The access panel is insulation board sandwiched between wood panel, suspended from the 2×4 ceiling joists. Roll-out fiberglass insulation with paper backing facing down against the lathe board is still mostly intact up there. It may look a mess, but that is what I picked up the plaster board for (not nearly enough though). The panel can be fit with plaster board to match the ceiling- when I get around to all that. Then I put in a handrail up the steep steps to the upstairs, because safety comes eventually.
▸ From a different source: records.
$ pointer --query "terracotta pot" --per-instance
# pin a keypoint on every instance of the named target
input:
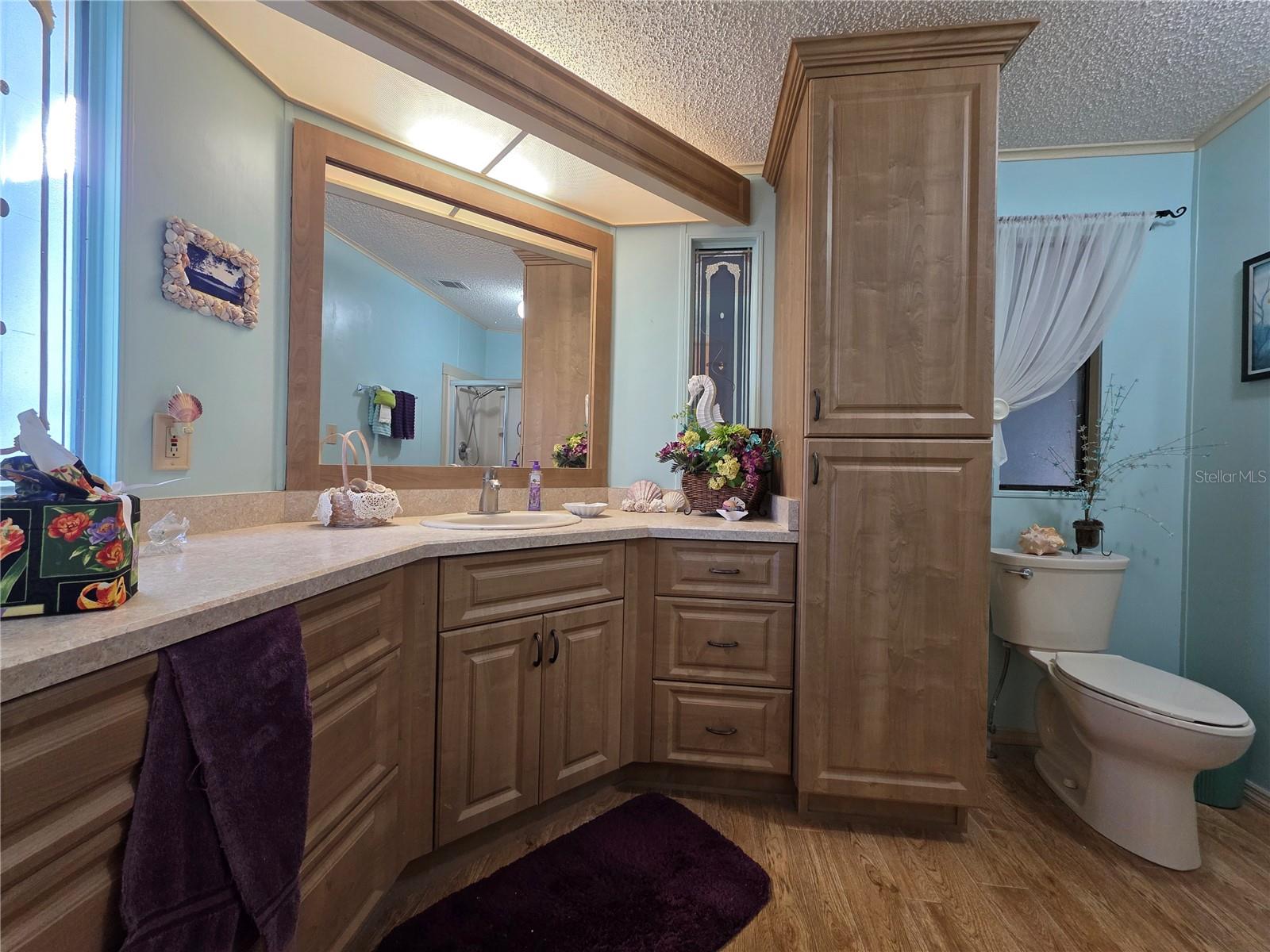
(1089, 535)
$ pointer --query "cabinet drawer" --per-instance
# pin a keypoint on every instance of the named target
(347, 628)
(729, 643)
(749, 570)
(709, 725)
(348, 873)
(488, 588)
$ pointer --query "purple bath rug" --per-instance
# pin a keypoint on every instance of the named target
(647, 876)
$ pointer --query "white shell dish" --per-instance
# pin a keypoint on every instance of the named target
(586, 511)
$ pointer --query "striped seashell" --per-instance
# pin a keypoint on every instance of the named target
(645, 490)
(184, 408)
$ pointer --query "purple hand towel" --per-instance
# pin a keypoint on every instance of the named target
(219, 820)
(403, 416)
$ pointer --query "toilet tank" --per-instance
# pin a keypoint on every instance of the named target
(1060, 602)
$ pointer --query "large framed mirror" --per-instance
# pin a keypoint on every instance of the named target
(455, 327)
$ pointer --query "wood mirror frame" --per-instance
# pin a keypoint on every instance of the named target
(314, 149)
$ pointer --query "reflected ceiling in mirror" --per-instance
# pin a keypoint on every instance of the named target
(448, 338)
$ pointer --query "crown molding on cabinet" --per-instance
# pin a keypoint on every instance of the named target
(926, 48)
(448, 48)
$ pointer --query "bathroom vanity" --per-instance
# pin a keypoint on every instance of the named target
(455, 685)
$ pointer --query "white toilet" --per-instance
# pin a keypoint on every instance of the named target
(1121, 742)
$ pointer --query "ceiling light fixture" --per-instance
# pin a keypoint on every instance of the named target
(455, 141)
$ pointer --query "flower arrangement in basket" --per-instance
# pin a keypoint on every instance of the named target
(357, 503)
(721, 461)
(571, 455)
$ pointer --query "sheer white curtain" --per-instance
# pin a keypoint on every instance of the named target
(1060, 281)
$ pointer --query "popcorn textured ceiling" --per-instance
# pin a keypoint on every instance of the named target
(1094, 70)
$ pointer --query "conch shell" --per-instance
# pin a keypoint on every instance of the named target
(1041, 539)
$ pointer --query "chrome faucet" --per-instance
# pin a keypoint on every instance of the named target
(489, 488)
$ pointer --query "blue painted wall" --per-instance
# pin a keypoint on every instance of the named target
(220, 167)
(503, 355)
(379, 328)
(1229, 565)
(1149, 342)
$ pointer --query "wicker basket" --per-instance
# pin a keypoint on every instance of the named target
(702, 499)
(344, 508)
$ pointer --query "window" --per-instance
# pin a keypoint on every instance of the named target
(48, 213)
(721, 336)
(1054, 422)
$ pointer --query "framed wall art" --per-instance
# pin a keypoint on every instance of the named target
(210, 276)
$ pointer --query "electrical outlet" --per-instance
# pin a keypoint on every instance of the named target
(171, 444)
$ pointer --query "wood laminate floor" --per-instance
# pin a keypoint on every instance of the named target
(1026, 875)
I’ll put a pic in of that later.
Before any other jobs get started, I need to take care of an ancient leak in the roof that runs down the inside of the wall from the upstairs all the way down to the laundry room. This exposed area was covered by the one of two drywall panels in the house. The drywall was mostly ruined by water, and I’m guessing had been put in place after “fixing” the leak, prior to cutting the holes (filled with sprayfoam just above the floor) for blow-in insulation: that would be in the 1960’s when my uncle was upgrading the old place. A dry bay of insulation is on the left, with the classic 3/4 fill. Other than never entirely filling the bays, blow-in also traps any moisture that might invade the envelope of the house leading to rot. In this case the insulation was a mix of wet and frozen in the center bay, that I removed. To the right is lathe board faced on the other side with the only other drywall panel in the house, in the bedroom I’d just fitted the access panel closure. This is also a joint of two outside walls meeting- where I could see daylight, so more sprayfoam. But none of this is the problem. This is just a mess caused by the problem above…
I cut away a portion of the gable ceiling. The right side is where I’d laid in some rockwool last summer in a dry joist-bay, which is still dry. The left side was rotted out and dripping down into a plastic container I’d put on the floor, and was nearly overspilling. I cut out all the rotten wood, the old cedar shingles, and the tar/sand shingles, and arrived at the new steel roof. This is a section where two pitches of roof converge, on the N side of the house. An ice dam holds back a whole mess of snow and melt and ice. I’ve been up there a few times in summer to tar the surface gaps; oh well.
I scrounged around and found my old painting pallet from 1998, it is clear acrylic sheeting, and cut it to overfit the hole. I slid it up under the tar/sand shingles, and over the top of the old roofing at the bottom. I went to squeeze some caulk along the edges, and the tube exploded out the back end, so I troweled it into place then sprayfoamed the gap at R between the 2×4 trestle and the acrylic. The water is running over the acrylic panel nicely, but I still don’t know where the leak is, this is just where it breaks through. Fixing a leaking roof from inside the house isn’t really a thing anyway.
Our 6 inches of snow is nearly melted away, and a big rainstorm is forecast for tomorrow- so we’ll see whether my roof fix continues to hold up so things can dry out.